Moreover, the benefits of oral-ATO extend beyond convenience and economic considerations.⁴ By allowing patients to take their medication at home, oral-ATO significantly improves 

QoL.⁴ Patients experience less disruption to their daily routines, which is vital for long-term care.⁴ This ease of administration is associated with better adherence to treatment protocols, leading to enhanced OS rates and a notable increase in the prevalence of APL survivorship.⁴ These improvements in patient outcomes reflect advancements in clinical practices and signify a broader positive socioeconomic impact.⁴ 

By addressing critical issues of accessibility and affordability in the treatment landscape for APL, oral-ATO represents a paradigm shift that aligns with the evolving needs of patients and healthcare systems.⁴ The transition underscores the importance of providing patients with effective, accessible, and convenient treatment options, ultimately fostering a healthcare environment that prioritizes patient-centered care and equitable access to life-saving therapies.⁴ 

Prioritizing global accessibility and adoption of oral-ATO 

To optimize the global practice of treating APL with oral-ATO, it is imperative to prioritize the accessibility and adoption of oral-ATO formulations, particularly in lower-income regions where healthcare resources are limited. Dr. Gill highlighted that oral-ATO has been classified as an investigational new drug (IND) 

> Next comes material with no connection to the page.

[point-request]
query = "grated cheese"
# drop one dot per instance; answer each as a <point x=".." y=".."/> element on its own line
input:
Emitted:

by the Food and Drug Administration (FDA), meeting the prerequisites for phase 3 registrational studies worldwide. While IV-APO is not reimbursed in many areas, oral-ATO has a much higher likelihood of receiving reimbursement with the growing evidence from both global and local trials. Dr. Gill also remarked that despite the clear advantages that oral-ATO offers, there remains a significant reliance on IV-ATO in many parts of the world. This continued dependency not only leads to increased healthcare costs but also results in unnecessary patient suffering and preventable deaths, as many individuals may not have the resources or capability to access regular hospital treatments. To address this disparity, stakeholders—including healthcare providers, policymakers, and pharmaceutical companies—must work collaboratively to develop strategies that facilitate the widespread adoption of oral-ATO. 

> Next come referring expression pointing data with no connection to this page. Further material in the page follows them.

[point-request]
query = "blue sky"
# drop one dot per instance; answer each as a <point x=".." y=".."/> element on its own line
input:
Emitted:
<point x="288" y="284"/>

Dr. Gill also mentioned that drug repurposing studies on oral-ATO in other subtypes of AML and autoimmune diseases are currently underway, as it has implications in suppressing TP53, inflammation, and T lymphocytes. ATO holds significant potential as a therapeutic agent for a variety of non-APL diseases, particularly autoimmune disorders and idiopathic pulmonary fibrosis (IPF), both of which have a higher prevalence than APL.⁴ Preliminary studies indicate that oral-ATO could exert beneficial effects on these conditions, providing a novel treatment option for patients who currently face limited choices.⁴ The established safety profile of oral-ATO further enhances its appeal, making it a compelling candidate for future research aimed at exploring its efficacy in these diverse diseases.⁴ As clinical investigations expand to include non-APL indications, the adaptability of oral-ATO may not only contribute to improved patient outcomes across a broader spectrum of disorders but also reinforce the substance's value in clinical practice.⁴ By validating its therapeutic roles beyond APL, oral-ATO could become a cornerstone treatment for many chronic conditions, significantly impacting the QoL for countless patients battling these challenging ailments.⁴ 

Conclusion

The introduction of oral-ATO has significantly transformed the treatment landscape for APL, markedly improving survival rates as demonstrated by the APL-AC study.² Reflecting on the transformative potential of oral-ATO in modern medicine, there is hope for enhanced patient outcomes and improved QoL globally, reinforcing the commitment to equitable healthcare access and innovative therapies for all.⁴ Its promising implications extend beyond APL, suggesting potential therapeutic benefits for various other diseases, signaling a need for increased research and clinical trials in these areas.⁴ Dr. Gill reiterated that there is a call to action for advocating wider accessibilit y of oral-ATO, particularly in resource-limited settings where patients face substantial barriers to ef fective treatment.